This is not the upper layer of ozone or "good" ozone that protects the Earth from harmful UV light.

In the past, researchers turned to satellite data to capture ozone information, but researchers were not able to draw firm conclusions because results often offered conflicting results.

"We were not able to say if ozone was increasing or decreasing with time globally. That is a real issue, knowing the impacts that ozone has on climate, health and vegetation," lead researcher Audrey Gaudel, a scientist with the Cooperative Institute for Research in Environmental Sciences at the University of Colorado, told Treehugger.

Turning to the Skies

Frustrated with satellite data, researchers opted to analyze tropospheric ozone changes using commercial aircraft data.

"They give rather regional information but if enough regions are covered, we can get a global picture," Gaudel said. "That is what this study is about. We were able to cover the Northern Hemisphere and that is significant because it represents 88% of human lives on Earth that potentially affect or is impacted by the quality of the air we breathe."

Gaudel and her team analyzed 34,600 ozone profiles captured between 1994 and 2016 by commercial aircraft. They published their results in a study in Science Advances.

"The main takeaway is that these last 20 years ozone increased above all 11 regions that we sampled. We now know for sure that ozone is increasing across the Northern Hemisphere. Also, regions showing low ozone below 10-20 ppb (Indonesia/Malaysia, India, South East Asia), are not showing these low values anymore. The entire distribution of ozone has shifted towards higher values," Gaudel said.

"This ozone increase is a big deal, especially above regions that are already actively trying to mitigate air pollution, because it shows that local efforts to reduce emissions of this pollutant are not enough. The problem, thought to be local, becomes global."
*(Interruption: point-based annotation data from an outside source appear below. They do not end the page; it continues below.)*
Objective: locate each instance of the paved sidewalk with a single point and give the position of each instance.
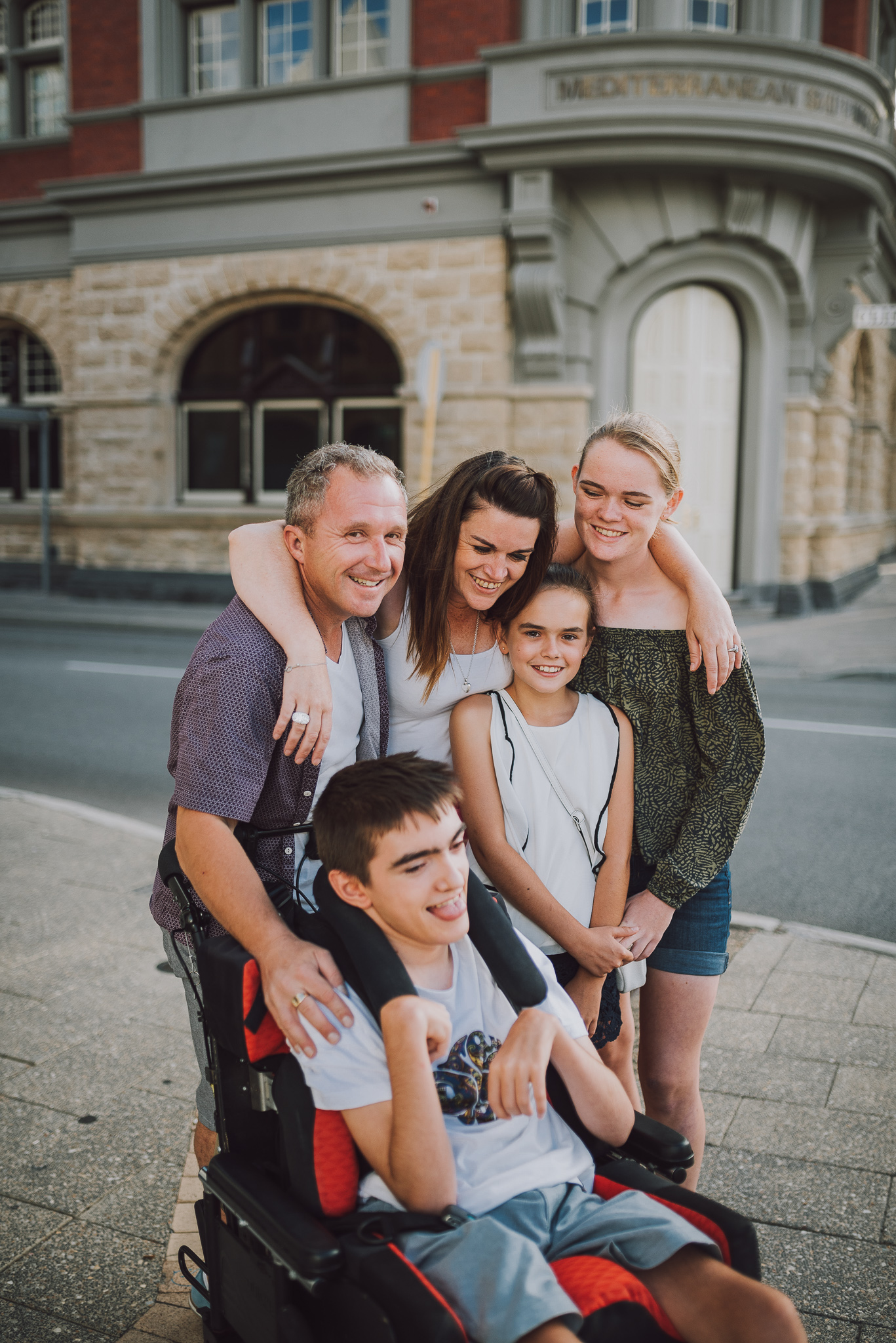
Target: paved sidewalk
(97, 1080)
(800, 1084)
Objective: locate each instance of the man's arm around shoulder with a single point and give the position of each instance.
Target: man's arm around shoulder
(404, 1139)
(231, 889)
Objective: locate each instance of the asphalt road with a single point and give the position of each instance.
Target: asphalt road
(820, 845)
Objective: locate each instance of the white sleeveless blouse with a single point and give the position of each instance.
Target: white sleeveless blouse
(425, 727)
(583, 753)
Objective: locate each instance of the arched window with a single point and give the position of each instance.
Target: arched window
(29, 376)
(273, 384)
(863, 399)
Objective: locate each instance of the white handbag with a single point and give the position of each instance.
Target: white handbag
(634, 974)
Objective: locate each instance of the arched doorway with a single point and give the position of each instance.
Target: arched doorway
(275, 383)
(687, 372)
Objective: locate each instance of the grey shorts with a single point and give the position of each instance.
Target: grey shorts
(205, 1095)
(495, 1271)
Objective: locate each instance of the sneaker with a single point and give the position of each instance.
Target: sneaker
(199, 1300)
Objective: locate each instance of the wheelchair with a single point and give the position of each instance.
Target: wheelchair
(286, 1254)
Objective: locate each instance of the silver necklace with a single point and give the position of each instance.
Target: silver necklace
(476, 634)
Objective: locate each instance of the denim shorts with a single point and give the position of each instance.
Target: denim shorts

Researchers found that ozone decreased in the "lower troposphere" closer to Earth's surface in some areas, including parts of Europe and North America, where emissions from ozone-forming chemicals have dropped. But the researchers found that those decreases were offset by increases higher in the troposphere.

The study findings point to the importance of areas like tropical regions where ozone isn't regulated. Gaudel plans to focus on those areas next.

"In the tropics, regulations of emissions are often poor or not followed, and many of these regions do not always monitor ozone and its precursors," she said. "I would like to make a difference and promote in situ measurement and long-term monitoring of ozone at all places we can."